De táticas e técnicos
Quanto do reconhecido mérito de Tite se deve à ressurreição dos craques brasileiros?
Quando o mundo ainda era fragmentado, e uma viagem à Europa era experiência que se guardava por toda a vida, sabia-se pouco do futebol europeu. Do mesmo modo, eles sabiam pouco sobre o futebol brasileiro. De ambos os lados havia mais vagas impressões e noções igualmente imprecisas. Futebol europeu era um “futebol de passes”, o brasileiro era um “futebol de dribles”. O europeu era rígido, mecânico, muito hierarquizado, como as linhas de montagem, subordinados à figura de um líder, o treinador. O brasileiro era livre, improvisado, cheio de fantasia e pouco afeito a regras e procedimentos disciplinados.
Enquanto o futebol brasileiro não se impôs ao mundo, isto é, antes de 1958, os europeus eram venerados e prestigiados. Alguns chegaram ao Brasil, mesmo argentinos e uruguaios, que eram o que de mais próximo havia dos europeus em nosso continente. Embora reconhecendo seus méritos, nunca foram endeusados, havia sempre a desconfiança de que um dia a maneira brasileira iria se impor. Isso aconteceu em 1958, e pior, com um treinador acusado de dormir no banco durante os jogos.
Claro que não era verdade, havia tática e treinamento. Só que uma geração particularmente genial deixava na sombra qualquer treinador. Era como se prescindisse dele. Quem teria alguma coisa a ensinar àqueles craques? Quem lhes diria como se mover no campo? Ou como dobrar um adversário? Não havia entre eles um garoto de 17 anos que assombrava o mundo?
A conquista de 1958 acabou com o que ainda havia de admiração pelo futebol europeu e seus métodos.

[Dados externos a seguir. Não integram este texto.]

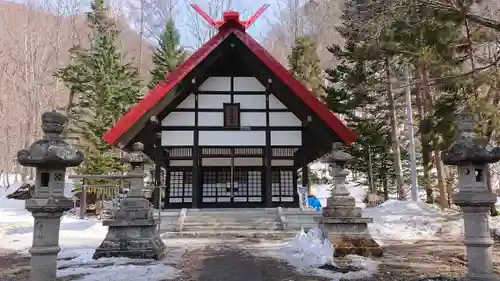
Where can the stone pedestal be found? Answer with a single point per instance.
(470, 155)
(133, 232)
(50, 156)
(341, 220)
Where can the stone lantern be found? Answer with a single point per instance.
(471, 156)
(341, 221)
(133, 232)
(50, 156)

Não fora a União Soviética, com seus ares de equipe científica, de táticas misteriosas, devidamente humilhada e destroçada? Dali em diante ficou visível ao mundo não o futebol brasileiro, mas a figura do craque brasileiro. Até a Argentina se curvou ao futebol-arte. Durante alguns anos, brasileiros foram contratados aos montes por times argentinos, sobretudo Boca e River. Durante quatro anos um dos integrantes da seleção vencedora que inventou o futebol-arte foi capitão do Boca Juniors.
E assim foi por anos. Mesmo nos clubes, treinadores eram figuras relativamente secundárias. Quem não se lembra de Lula, treinador do Santos, de quem se dizia que sua função mais sofisticada era distribuir as camisas aos jogadores. Isso durou muitos anos e só começou a se transformar por um acidente do futebol: uma seleção de gênios perdeu a Copa do Mundo de 1982.

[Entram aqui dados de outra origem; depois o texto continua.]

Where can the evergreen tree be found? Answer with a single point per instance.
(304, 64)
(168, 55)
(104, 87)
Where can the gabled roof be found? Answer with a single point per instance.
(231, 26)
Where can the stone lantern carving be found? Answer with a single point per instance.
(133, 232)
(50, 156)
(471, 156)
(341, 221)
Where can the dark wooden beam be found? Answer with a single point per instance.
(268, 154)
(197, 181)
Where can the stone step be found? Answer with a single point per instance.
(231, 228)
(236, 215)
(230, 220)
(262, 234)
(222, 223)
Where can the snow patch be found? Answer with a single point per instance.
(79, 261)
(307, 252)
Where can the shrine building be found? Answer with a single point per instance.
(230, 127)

De repente acordamos para uma nova realidade: alguma coisa estava errada. E, como de costume no Brasil, perdemos a segurança e a confiança em nós mesmos. Os nossos encantadores e indisciplinados jogadores na verdade tinham muito que aprender. Começamos um processo que nos levou ao outro extremo: o treinador é tudo; o craque, um acidente. E aí vem a pergunta: é essa ideia que conduz à extinção do craque ou, ao contrário, é a ausência de craques que promove a supremacia do treinador? O fato é que, quase de uma hora para outra, deixamos de produzir jogadores.
A ultima vez que essa invenção, o craque brasileiro, materializou-se em campo foi em 2002. Antes disso ganhamos uma Copa realmente, mas com um único grande craque na equipe. Em 2002 havia pelo menos sete. Ganhamos, aliás, com um treinador que jamais foi considerado um gênio tático, bem limitado em seu pensamento. Mas havia craques. Curiosamente, esses craques abriram o caminho da Europa para seu provinciano treinador.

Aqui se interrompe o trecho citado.